El concierto de una hora de Caetano y familia fue música en estado puro, sin artificios, efectos visuales, ni coreografías, salvo un par de pasos de baile de samba. Como si estuvieran en el living de su casa, los Veloso armaron un recorrido por el repertorio de Caetano, desde su piedra inicial llamada "Baby", la composición que grabó Gal Costa en 1968. El camino de Caetano es tan largo que dijo: "Ya ni me acuerdo hace cuanto estoy en esto".

El público lo disfrutó como una serenata al aire libre, una suerte de oasis en medio del vértigo que propone el Lollapalooza . La postal es única cuando Caetano, Moreno, Tom y Zeca cantan a cuatro voces y en dúos "O seu amor", una pieza de Gilberto Gil que grabó la histórica agrupación Doce Barbaros en los setenta, y que ahora acuna el atardecer con su luminosa letanía. La mansedad de Caetano se quebró cuando con un tono delicado se quejó de la filtración de música que llegaba de los otros escenarios. "No se si mi producción me mintió a mí, o le mintieron a mi producción porque les dijeron que el sonido no se filtraba".

Calmo mantuvo esa atmósfera de fogón en canciones como "A tua presença Morena", donde se desplazaba entre esa cadencia de samba que Moreno percute en el plato que usa de instrumento. El minimalismo de la instrumentación, guitarras, un bajo, teclados y percusión, sirvieron para que resplandecieran esos haikus metafísicos y cotidianos escritos por Caetano en distintas épocas.

El músico tropicalista abre ese íntimo álbum familiar y pasa las páginas frente al público. Aparecen las anécdotas y canciones escritas para sus hijos como el samba "Boas vindas", que celebró la llegada al mundo de Zeca, el último en empezar a tocar profesionalmente y que se está estrenando como músico en esta gira que empezó en 2018.

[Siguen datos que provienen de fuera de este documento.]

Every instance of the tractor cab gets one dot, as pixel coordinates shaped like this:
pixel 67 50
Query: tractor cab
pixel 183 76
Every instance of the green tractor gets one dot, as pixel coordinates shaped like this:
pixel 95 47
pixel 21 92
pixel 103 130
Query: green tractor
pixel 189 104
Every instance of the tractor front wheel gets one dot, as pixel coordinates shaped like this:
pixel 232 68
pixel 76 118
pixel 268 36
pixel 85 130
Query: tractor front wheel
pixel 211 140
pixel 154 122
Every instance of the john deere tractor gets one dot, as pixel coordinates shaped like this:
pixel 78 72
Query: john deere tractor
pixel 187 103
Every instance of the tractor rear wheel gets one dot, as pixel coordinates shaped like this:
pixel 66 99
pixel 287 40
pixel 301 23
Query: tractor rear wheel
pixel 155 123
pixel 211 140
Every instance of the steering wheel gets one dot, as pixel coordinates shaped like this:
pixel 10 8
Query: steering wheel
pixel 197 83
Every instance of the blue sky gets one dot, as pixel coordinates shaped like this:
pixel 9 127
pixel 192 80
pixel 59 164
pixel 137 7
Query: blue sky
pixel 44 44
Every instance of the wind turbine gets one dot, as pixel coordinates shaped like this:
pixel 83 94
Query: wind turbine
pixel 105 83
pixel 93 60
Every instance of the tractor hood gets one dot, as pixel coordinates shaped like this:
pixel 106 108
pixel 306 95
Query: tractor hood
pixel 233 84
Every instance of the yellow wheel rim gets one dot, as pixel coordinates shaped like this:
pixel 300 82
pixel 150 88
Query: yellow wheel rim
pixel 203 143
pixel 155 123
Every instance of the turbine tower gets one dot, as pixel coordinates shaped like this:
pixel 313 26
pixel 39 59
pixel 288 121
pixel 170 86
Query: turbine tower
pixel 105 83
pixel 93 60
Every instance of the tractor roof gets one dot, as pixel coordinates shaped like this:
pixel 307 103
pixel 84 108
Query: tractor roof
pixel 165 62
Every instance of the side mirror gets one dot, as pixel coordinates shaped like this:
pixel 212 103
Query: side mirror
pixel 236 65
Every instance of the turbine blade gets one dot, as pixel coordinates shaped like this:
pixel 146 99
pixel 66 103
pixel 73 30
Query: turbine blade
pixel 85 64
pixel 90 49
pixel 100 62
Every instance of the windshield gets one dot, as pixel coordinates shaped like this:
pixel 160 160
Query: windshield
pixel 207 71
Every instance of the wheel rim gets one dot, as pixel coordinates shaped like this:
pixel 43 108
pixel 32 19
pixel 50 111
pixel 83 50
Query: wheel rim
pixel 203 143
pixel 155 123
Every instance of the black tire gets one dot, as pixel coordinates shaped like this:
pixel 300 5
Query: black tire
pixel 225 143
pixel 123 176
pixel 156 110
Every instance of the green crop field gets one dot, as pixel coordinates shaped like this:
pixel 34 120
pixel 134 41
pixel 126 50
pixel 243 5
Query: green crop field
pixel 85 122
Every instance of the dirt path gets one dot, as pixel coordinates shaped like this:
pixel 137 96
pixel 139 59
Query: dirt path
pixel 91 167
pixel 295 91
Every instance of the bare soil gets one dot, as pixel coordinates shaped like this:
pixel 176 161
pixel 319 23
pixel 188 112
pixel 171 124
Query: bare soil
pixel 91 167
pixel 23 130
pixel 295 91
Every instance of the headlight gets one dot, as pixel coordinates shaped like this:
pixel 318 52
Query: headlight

Cuando Zeca, canta el tema que le hizo a su madre "Todo homem", el linaje Veloso parece asegurado. Con un piano rodhes generó un clima casi sobrenatural sumado a ese falsete hipnótico y tan raro como esa luna violeta que aparecía en las visuales de la pantalla. El otro hijo, Tom, el más pequeño, estrenó también su tema "Alexandrino", un trap experimental cruzado con samba, que levantó al público. Caetano la cantó y esa lengua contemporánea la tradujo a su verbo tropicalista.

El repertorio incluyó "Ofertorio", una pieza fundamental que es el eje estético del espectáculo y que Caetano le compuso a su madre Doña Canó cuando cumplió noventa años. La canción es una ofrenda musical que suena a plegaria y agradecimiento.

En el show los roles se intercambiaban. Moreno lideraba esa fogata musical y cantó el himno "Leaozinho" a pedido de su padre. La situación y el clima era tan intimista y familiar que Moreno se olvidó la letra. La gente lo ayudó y Caetano se sumó para el remate final de la canción. Música buena, de eso se trataba.

"Llegamos al punto en que todo comenzó", dijo Caetano sobre el comienzo de la saga de los Veloso. "Con Moreno compusimos esta canción cuando tenía 9 años". Es un samba hipnótico que apela a la dimensión cotidiana de los bahianos en "Canto de afoxeé para o bloco do ile". Otro samba sirve de despedida, "How beautiful could a being be". Moreno hizo unos pasos de samba, totalmente desinhibido como si estuviera en su casa. Caetano también se sumó para exorcizar los males de su país. La música sana las heridas. Al final los cuatro muestran una bandera que dice: "Dictadura, nunca más".